The study had a number of limitations. Some of the negative findings, especially with water samples, may be attributed to the limited number of samples and sites studied. Only one gold-mining area was studied. In addition, the decontamination procedure for the samples, prior to plating on solid media, may have reduced the number of culturable NTM since this has been shown to kill bacteria (Brooks et al. 1984). Many NTM are difficult to culture and grow very slowly, making them vulnerable to overgrowth by other organisms (Brooks et al. 1984). A problem observed in this study was with fungal overgrowth, especially with water samples. Another limitation of the study was the lack of epidemiological data, which were, unfortunately, not available due to a lack of access to patient records. Thus, it was not possible for us to correlate our data with the incidence and severity of M. kansasii disease in the gold-mining region studied.

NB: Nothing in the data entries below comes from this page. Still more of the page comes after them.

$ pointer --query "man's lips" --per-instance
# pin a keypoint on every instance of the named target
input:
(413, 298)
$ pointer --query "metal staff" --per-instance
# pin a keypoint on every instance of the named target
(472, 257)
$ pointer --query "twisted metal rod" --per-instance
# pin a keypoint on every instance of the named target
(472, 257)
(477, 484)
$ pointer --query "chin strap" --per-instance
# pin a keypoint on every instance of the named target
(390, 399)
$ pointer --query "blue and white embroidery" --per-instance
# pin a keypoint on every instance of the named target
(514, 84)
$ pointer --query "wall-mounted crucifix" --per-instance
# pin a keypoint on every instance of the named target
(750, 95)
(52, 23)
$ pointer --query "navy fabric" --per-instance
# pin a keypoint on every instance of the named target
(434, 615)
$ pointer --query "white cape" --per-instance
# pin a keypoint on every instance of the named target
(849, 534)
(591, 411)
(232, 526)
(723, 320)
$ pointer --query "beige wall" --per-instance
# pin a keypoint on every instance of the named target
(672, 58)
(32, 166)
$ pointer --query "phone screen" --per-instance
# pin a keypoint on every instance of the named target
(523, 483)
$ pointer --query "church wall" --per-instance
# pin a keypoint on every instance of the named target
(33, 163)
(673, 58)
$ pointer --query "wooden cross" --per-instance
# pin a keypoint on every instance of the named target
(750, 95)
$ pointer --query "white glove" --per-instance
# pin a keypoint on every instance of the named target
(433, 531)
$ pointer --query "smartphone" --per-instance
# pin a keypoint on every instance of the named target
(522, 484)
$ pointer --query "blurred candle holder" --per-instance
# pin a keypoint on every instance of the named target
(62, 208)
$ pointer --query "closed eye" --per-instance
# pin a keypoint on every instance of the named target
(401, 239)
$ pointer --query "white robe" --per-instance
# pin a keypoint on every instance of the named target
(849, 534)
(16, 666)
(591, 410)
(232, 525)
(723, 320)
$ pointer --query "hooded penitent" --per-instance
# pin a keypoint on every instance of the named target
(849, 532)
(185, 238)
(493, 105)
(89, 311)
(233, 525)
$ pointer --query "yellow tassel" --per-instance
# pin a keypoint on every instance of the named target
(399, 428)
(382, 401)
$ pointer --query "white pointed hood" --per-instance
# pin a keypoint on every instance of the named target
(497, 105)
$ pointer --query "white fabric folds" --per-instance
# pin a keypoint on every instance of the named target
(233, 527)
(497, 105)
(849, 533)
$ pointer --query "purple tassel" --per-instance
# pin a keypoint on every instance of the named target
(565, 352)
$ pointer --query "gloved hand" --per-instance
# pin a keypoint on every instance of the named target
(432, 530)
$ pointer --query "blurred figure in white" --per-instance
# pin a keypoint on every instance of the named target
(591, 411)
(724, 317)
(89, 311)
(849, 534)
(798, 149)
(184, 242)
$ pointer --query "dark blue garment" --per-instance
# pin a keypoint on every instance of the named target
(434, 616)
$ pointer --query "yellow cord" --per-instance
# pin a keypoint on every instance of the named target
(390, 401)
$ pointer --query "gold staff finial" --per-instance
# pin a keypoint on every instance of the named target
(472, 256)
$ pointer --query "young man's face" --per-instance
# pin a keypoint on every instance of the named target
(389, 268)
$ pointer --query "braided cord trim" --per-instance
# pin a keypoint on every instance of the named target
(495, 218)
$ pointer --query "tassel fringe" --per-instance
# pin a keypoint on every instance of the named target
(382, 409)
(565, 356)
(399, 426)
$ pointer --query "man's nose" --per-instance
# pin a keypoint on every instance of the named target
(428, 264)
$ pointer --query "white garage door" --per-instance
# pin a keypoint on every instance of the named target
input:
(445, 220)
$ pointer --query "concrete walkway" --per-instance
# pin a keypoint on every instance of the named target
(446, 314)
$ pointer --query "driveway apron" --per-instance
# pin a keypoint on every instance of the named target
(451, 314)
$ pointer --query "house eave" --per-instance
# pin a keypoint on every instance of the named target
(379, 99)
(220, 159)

Further studies are needed to demonstrate transmission of M. kansasii from water to humans and to determine the distribution of M. kansasii strains isolated from other parts of South Africa. A national survey of M. kansasii isolates will give an accurate picture of the M. kansasii strains circulating in the country. A strategy to decrease exposure and risk of developing NTM disease may need to be implemented.

CONCLUSION

This study has shown that most of the NTMs isolated from the two mining regions studied were primarily potentially pathogenic mycobacteria and that exposure to water in water distribution systems, especially showerheads, poses a risk for NTM disease. It also showed that subtype I is the predominant M. kansasii strain causing infection in the gold-mining workforce studied. In contrast to the clonal relationships amongst isolates from other countries, South African M. kansasii subtype I isolates exhibited a greater degree of diversity. To our knowledge this is the first report from South Africa to document the isolation of M. kansasii from the environment and to show a clonal relationship between an environmental and a clinical isolate of M. kansasii.

ACKNOWLEDGEMENTS

This work was supported by the National Health Laboratory Service (South Africa), the Mine Health and Safety Council of South Africa (Grant number SM060907) and the University of the Witwatersrand Faculty of Health Sciences. The authors would also like to thank laboratory staff of the Tuberculosis Laboratory at West Vaal Hospital in Orkney, North-West Province, and the Environmental Laboratory at the Secunda coal-mining complex, Mpumalanga Province, for helping us collect the M. kansasii isolates and environmental samples. We are especially indebted to Dr Alistair Calver, the Chief Medical Officer at West Vaal Hospital, for facilitating the collection of the M. kansasii clinical isolates. The contents of this paper reflect the views of the authors who are responsible for the facts and accuracy of the data presented herein and do not necessarily reflect the views or policies of any institution or agency. This paper does not constitute a standard, specification, nor is it intended for design, construction, bidding, contracting, or permit purposes. The authors have no conflicts of interest.